When I was fifteen years old I liked people. I loved parties, meet ups, those gatherings that popped up everywhere. I always wanted to be surrounded by people, and nobody ever upset me. At thirty, people disappointed me and wounded me without even knowing, and I, confused, would withdraw and protect myself from further hurt, and my withdrawal confounded and hurt the people who I disappointed and wounded without even knowing.
When I was fifteen years old every morning was such a delight. I jumped out of bed smiling at everything that day and the ones ahead would bring me. My present was exhilaration, and my future the promise of so much more. At thirty, every morning was agony. I would open my eyes and find out that nobody, once again, had listened to my prayers, and I once again was awake. My present was damnation, and my future the threat of so much more.
Thirty-five years have gone since I was fifteen, and twenty since I was thirty. And now I do not look at that girl and at that woman with the wisdom the years have brought me, because I do not have it. If there is anything I can give them, that will be the only treasure I own, which I have named surrender. That might be what they call wisdom after all.
Surrender. Come, Life, come make me laugh and then make me cry, come give it to me and then take it all way, come make me believe and them make me doubt, come make me bleed and then make me stop bleeding, come, come, come. And then start it all over again. I surrender, I submit myself, I accept. No – more than that: I want it, and I want it all. Because now I understand that receiving only what I desire is nothing when compared to what I really need.

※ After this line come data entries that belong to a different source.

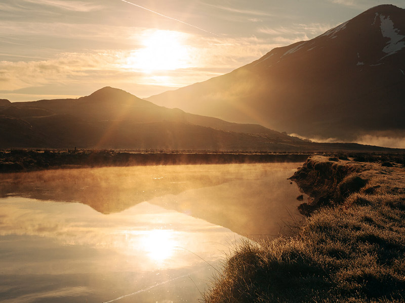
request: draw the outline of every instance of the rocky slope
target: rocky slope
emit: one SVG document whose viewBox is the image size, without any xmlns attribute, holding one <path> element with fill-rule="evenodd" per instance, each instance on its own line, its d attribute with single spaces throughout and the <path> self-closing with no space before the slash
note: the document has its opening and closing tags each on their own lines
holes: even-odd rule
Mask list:
<svg viewBox="0 0 405 303">
<path fill-rule="evenodd" d="M 373 8 L 309 41 L 153 103 L 308 137 L 405 132 L 405 10 Z"/>
</svg>

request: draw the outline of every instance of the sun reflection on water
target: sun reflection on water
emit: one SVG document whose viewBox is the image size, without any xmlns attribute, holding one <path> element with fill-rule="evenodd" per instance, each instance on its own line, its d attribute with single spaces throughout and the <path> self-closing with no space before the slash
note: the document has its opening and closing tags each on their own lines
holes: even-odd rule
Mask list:
<svg viewBox="0 0 405 303">
<path fill-rule="evenodd" d="M 172 229 L 127 231 L 126 233 L 132 238 L 133 249 L 143 251 L 151 261 L 157 263 L 173 257 L 179 246 L 177 233 Z"/>
</svg>

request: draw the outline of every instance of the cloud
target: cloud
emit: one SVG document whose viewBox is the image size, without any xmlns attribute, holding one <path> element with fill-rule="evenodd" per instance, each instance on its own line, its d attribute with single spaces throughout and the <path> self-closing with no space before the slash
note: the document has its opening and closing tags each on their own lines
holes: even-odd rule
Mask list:
<svg viewBox="0 0 405 303">
<path fill-rule="evenodd" d="M 260 27 L 257 31 L 272 37 L 278 42 L 294 43 L 298 41 L 308 40 L 325 33 L 334 27 L 329 24 L 310 23 L 309 24 L 293 24 L 290 26 L 274 27 Z"/>
<path fill-rule="evenodd" d="M 261 11 L 254 11 L 252 10 L 247 10 L 245 9 L 236 9 L 235 8 L 231 8 L 229 7 L 224 7 L 221 5 L 208 4 L 207 3 L 204 4 L 205 5 L 222 11 L 225 11 L 230 13 L 235 13 L 240 15 L 248 15 L 249 16 L 256 16 L 262 17 L 273 17 L 274 16 L 273 14 L 266 13 Z"/>
<path fill-rule="evenodd" d="M 104 8 L 103 6 L 96 4 L 97 2 L 72 1 L 64 0 L 25 0 L 27 3 L 57 8 L 63 10 L 79 12 L 89 12 Z"/>
</svg>

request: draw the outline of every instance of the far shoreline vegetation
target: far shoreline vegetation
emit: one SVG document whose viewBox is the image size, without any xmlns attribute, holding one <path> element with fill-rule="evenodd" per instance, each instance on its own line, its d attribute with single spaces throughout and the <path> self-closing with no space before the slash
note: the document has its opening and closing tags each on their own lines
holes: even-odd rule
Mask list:
<svg viewBox="0 0 405 303">
<path fill-rule="evenodd" d="M 357 157 L 308 158 L 291 178 L 306 221 L 237 247 L 204 302 L 403 302 L 405 161 Z"/>
<path fill-rule="evenodd" d="M 403 164 L 405 154 L 398 151 L 402 153 L 10 148 L 0 149 L 0 173 L 106 166 L 303 163 L 314 154 L 336 159 L 348 155 L 360 162 Z"/>
</svg>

And then I reach out my hand to that girl and to that woman, and I whisper in your ears to close your eyes and feel whatever it is that you are feeling. We are not in control of anything anyway, so feel it, feel it all, with no boundaries. Because you, the girl, happy in your ignorant expectation of such amazing accomplishments, could never imagine the afflictions that lay ahead. Lucky you. Just like you had no idea, my friend, how happy you would still be, when you wept in pain, at the height of your disappointment at the tree of great achievements that had the ground covered by rotten fruit. Again, lucky you. It was all just the way it was meant to be. The excited and innocent laughter of those first years was no less necessary than the brutal and overwhelming suffering of the years that came later on. It was all magnificent and terrible just the way it was supposed to be. Yes, because that is life, isn’t it? It is pure joy, it is stabbing pain, it is full trust, it is sneaky betrayal, it is feeling that everything is finally fine, it is a rug swept from under our feet. Ad infinitum.
And now I look at the past fifty years and who knows how many more ahead, with a cup of coffee in my hands, in absolute surrender. My body tired, indeed, but strong and scarred, my eyes failing to see as well but seeing better than ever before, my wrinkles deep, from the sweet days in the sun and from the tormented days in the dark. And now, when I hear everyone say that uncertainty has thrown a cloak over our worlds, when I hear everyone wonder what it is and what it is not going to be of all of us, I fall silent. I don’t know. But then I remember that I never did, so I surrender, and I feel at peace.